Courtesy of CBC News

Satbir Singh Aulakh, Toronto ON, November 10, 2021.

Growing calls by the members of the indigenous community for an apology from the Pope began after the discovery of hundreds of unmarked graves at former residential schools.  According to an estimate, around 150,000 indigenous children were forced to attend the residential schools over the course of a century and more than 60 percent of them were run by the Catholic church.
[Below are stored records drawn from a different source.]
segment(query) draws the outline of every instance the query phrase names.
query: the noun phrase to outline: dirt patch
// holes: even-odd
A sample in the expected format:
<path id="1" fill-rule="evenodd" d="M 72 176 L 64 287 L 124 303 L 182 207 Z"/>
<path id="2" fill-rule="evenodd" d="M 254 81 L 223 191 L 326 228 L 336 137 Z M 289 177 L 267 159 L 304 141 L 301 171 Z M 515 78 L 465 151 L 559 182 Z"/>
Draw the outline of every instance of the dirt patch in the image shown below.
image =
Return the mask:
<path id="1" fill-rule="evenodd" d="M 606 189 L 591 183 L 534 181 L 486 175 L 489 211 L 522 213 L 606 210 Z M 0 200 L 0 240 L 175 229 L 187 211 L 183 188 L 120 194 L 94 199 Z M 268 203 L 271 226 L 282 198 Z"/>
Between 25-30 members of the indigenous community will be marching to the Vatican city next month for a private meeting with Pope Francis. The theme of the meeting would be how indigenous people and the Catholic church can come together for healing and reconciliation. In this private meeting, representatives from the First Nations, Inuit and Metis groups will tell their personal stories about the legacy of the residential schools.

Courtesy of CBC News

They will also be sharing their expectations from Pope’s next visit to Canada, which according to the Indigenous leaders, must come with an apology. Previous calls for an apology were unanswered by the former leader of the catholic church, Pope Benedict XVI in 2009 as he expressed his sorrow but never apologized. In 2017, Prime Minister Justin Trudeau had a personal conversation with the Pope and asked him to consider an apology.

According to Raymond Poisson, president of the Canadian bishops, “The journey towards healing and reconciliation is a long one, but we believe this will be a significant milestone in the Catholic Church’s commitment to renewing, strengthening and reconciling relationships with Indigenous Peoples across the land”.